Fusion proteins between antibody moieties and SEA trigger cytotoxic T cells to kill tumour cells in the absence of MHC class II molecules.3., 16. In addition, activated T cells produce tumouricidal and pro-inflammatory cytokines, counteracting the problems of tumor heterogeneity and macromolecular uptake.17., 18. In murine tumour models, the anti-tumour effects of Fab-SEA fusion proteins are clearly dependent on targeting of superantigen activity to the tumour site.3., 19. In contrast, dose-limiting systemic immune activation is largely due to MHC class II-dependent targeting of superantigen activity to the spleen and other lymphoid tissues.20., 21. In preclinical models, the FabSEA fusion proteins have shown potent effects against colorectal cancer, lymphoma, melanoma and non-small cell lung cancer.3., 19., 22., 23., 24.

A fusion protein consisting of the C242Fab moiety and wild-type SEA has been investigated in clinical trials of colorectal and pancreatic cancer.²⁵ Even though encouraging results were obtained, this protein showed toxic effects and caused fever and hypotension. The most likely reason for this is that the product accumulated in MHC class II containing organs, instead of only in the tumour tissue. Most residues in SEA that interact with MHC class II have been identified13., 14., 26. and this has given insight into the molecular mechanisms causing toxicity. Based on these findings a novel fusion protein, 5T4FabSEA_D227A, with 100–1000-fold lower affinity for MHC class II¹⁹ has been designed for later clinical studies. Despite the reduced binding to MHC class II and decreased toxicity, this product still has very powerful T cell activating properties. However, there is also another complication due to that all individuals have preformed antibodies against SEA which makes dosing complex. The 5T4FabSEA_D227A fusion protein is currently in clinical trials and, although less pronounced compared to the wild-type construct, toxicity and anti-SEA antibodies may be limiting factors for the therapy.
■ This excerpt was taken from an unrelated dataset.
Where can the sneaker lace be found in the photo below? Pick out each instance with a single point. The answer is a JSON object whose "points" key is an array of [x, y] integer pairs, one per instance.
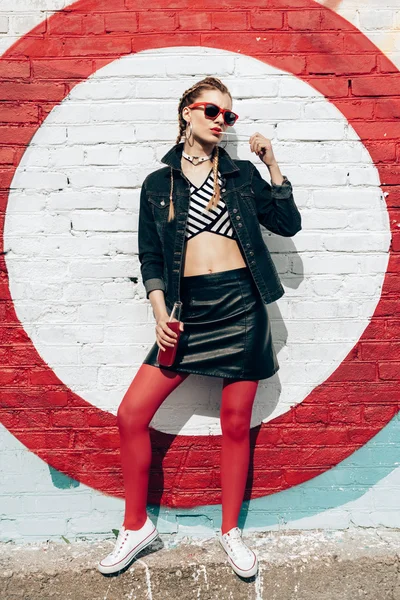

Here we have mapped the major antigenic sites in SEA and we present a novel generation of synthetic superantigens with reduced seroreactivity and toxicity. The approach was based on iterative engineering using experimental data and modelling. Taking advantage of this novel generation of superantigens, the clinical development of superantigen therapy of cancer may be substantially facilitated.